Pulsation and Vibration Analysis of a Gas Compression Station


In this case study, we explored the pulsation and vibration phenomena at a gas compression station equipped with four centrifugal compressors. These compressors generate flow pulsations due to the action of the impellors, which can excite the system’s acoustic and mechanical natural frequencies. To understand and evaluate the system’s sensitivity to these effects, a detailed pulsation and mechanical vibration analysis was conducted.


Centrifugal compressors primarily create periodic low-amplitude pressure and flow oscillations at the blade passing frequency. To simulate and analyze these compressor-induced disturbances, we utilized BOSfluids, a software package designed for one-dimensional fluid transient analysis. The disturbances were modeled as harmonically varying pressure boundary conditions. Pulsations were simulated across all blade passing frequencies within the operational range of the compressors.

Additionally, the mechanical vibrations of the compressors can induce structural vibrations in the ‘elephant-ear’ components, which are directly connected to the compressor nozzles. To address this, a mechanical vibration analysis was performed using CAESAR II. This software helped calculate the system’s natural structural frequencies.


The pulsation simulations revealed several transient pressure peaks indicative of standing waves resulting from acoustic resonance. Given the complexity and the wide frequency range of the system, completely avoiding acoustic resonance is challenging. These transient pressure oscillations have the potential to induce structural ‘breathing’ modes in the piping, leading to acoustic fatigue. However, an assessment against Eisinger’s design limit for acoustic fatigue indicated that no significant acoustically induced fatigue is expected.

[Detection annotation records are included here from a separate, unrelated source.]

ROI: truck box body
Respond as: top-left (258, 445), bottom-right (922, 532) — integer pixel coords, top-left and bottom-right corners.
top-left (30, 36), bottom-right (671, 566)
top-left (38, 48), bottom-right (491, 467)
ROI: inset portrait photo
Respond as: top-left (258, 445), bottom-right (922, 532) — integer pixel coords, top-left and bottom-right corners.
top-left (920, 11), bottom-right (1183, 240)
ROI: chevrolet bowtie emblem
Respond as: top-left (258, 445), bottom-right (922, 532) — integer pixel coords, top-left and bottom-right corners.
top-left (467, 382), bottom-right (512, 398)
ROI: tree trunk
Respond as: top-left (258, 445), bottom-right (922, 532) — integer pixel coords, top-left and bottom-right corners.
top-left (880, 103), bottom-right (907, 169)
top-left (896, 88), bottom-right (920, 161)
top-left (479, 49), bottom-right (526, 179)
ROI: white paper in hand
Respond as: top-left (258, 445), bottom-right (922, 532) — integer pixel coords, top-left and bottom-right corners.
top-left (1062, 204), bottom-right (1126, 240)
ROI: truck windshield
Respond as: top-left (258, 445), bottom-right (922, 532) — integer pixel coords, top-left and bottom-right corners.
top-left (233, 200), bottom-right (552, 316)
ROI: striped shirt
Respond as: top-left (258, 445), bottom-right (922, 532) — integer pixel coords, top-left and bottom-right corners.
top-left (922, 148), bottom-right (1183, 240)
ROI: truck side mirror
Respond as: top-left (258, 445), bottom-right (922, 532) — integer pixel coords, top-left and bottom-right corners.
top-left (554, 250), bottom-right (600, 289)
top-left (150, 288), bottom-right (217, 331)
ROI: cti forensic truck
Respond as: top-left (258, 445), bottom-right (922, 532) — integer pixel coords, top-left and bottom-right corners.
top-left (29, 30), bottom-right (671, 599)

A key observation was that it is practically impossible to avoid natural frequency modes within the compressor’s operating range due to the density of natural frequencies. The CAESAR II model demonstrated that the ‘elephant-ear’ components exhibit higher-order flexural natural frequency modes within the compressor’s operating speed range. Despite this, the analysis showed that the maximum dynamic stress experienced by the ‘elephant-ears’ remains well below the endurance limit as specified by the ASME Boiler and Pressure Vessel (B&PV) Division 2 code. This indicates that the structure is unlikely to suffer from fatigue failure under normal operating conditions.

In summary, while natural frequency modes within the operating range of the compressor cannot be completely avoided, the overall system remains robust and well within safe operational limits as defined by industry standards.